Tumore alla prostata localizzato: sì al monitoraggio attivo

I risultati dello studio ProtecT mostrano che dopo 15 anni i pazienti con carcinoma localizzato in sorveglianza attiva presentano gli stessi elevati tassi di sopravvivenza dei compagni sottoposti alla radioterapia o alla chirurgia

In presenza di un tumore alla prostata localizzato sono diverse le opzioni che si possono prendere in considerazione: sorveglianza attiva, trattamento radioterapico o chirurgia. Ebbene secondo i risultati dello studio ProtecT, presentati di recente a Milano al congresso annuale dell’European Association of Urology e pubblicati in contemporanea sulle riviste New England Journal of Medicine e New England Journal of Medicine Evidence (Nejm Evidence), i tre approcci garantiscono gli stessi elevati tassi di sopravvivenza dopo 15 anni. Dopo una diagnosi di cancro alla prostata a rischio basso o intermedio non occorre dunque prendere decisioni affrettate, ma al contrario valutare bene insieme ai medici la scelta che più si addice alle proprie esigenze.

Lo studio

Lo studio, finanziato dal National Institute for Health and Care Research, è stato condotto da ricercatori delle Università di Oxford e Bristol in 9 centri del Regno Unito ed è il più lungo studio in corso nel suo genere.
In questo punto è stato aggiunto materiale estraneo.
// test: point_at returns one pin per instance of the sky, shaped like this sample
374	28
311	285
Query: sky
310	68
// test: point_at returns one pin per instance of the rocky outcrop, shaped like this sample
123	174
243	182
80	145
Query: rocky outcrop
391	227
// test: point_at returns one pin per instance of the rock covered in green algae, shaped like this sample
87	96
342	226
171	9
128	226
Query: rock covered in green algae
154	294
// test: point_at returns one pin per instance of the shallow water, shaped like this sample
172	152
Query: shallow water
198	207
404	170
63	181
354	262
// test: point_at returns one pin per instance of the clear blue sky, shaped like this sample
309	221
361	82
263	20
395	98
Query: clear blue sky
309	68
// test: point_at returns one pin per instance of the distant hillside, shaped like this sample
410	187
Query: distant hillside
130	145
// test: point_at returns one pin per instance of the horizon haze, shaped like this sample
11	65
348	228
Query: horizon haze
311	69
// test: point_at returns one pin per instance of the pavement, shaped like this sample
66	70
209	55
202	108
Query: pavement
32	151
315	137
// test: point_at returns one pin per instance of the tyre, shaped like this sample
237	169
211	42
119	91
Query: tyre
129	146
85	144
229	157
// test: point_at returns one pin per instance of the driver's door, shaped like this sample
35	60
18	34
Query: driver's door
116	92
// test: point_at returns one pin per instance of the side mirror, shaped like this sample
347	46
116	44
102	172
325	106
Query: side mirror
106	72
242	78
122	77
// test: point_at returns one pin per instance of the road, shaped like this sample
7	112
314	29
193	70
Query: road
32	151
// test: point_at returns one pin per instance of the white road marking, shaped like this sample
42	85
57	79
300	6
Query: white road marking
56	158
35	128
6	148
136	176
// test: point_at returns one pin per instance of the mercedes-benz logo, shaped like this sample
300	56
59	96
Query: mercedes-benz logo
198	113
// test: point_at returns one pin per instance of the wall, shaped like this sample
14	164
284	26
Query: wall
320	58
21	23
Nella ricerca sono state valutate tre principali opzioni terapeutiche per i pazienti con carcinoma prostatico localizzato: monitoraggio attivo, chirurgia (prostatectomia radicale) e radioterapia associata a terapia ormonale. Nel complesso sono stati coinvolti più di 1600 uomini di età compresa tra i 50 e i 69 anni i quali sono stati suddivisi in tre gruppi e assegnati in modo casuale ai tre trattamenti: 545 al monitoraggio attivo, 553 alla prostatectomia radicale (553) e 545 alla radioterapia radicale. I pazienti sono stati quindi seguiti per una media di 15 anni, per misurare i tassi di mortalità, la progressione e la diffusione del tumore e l’impatto dei trattamenti sulla qualità della vita.

Risultati rassicuranti per la sorveglianza attiva

Il 97% degli uomini ai quali era stato diagnosticato il cancro alla prostata era ancora vivo 15 anni dopo la diagnosi, indipendentemente dal trattamento ricevuto. I pazienti di tutti e tre i gruppi hanno riportato una qualità di vita complessiva simile, in termini di salute fisica e mentale generale.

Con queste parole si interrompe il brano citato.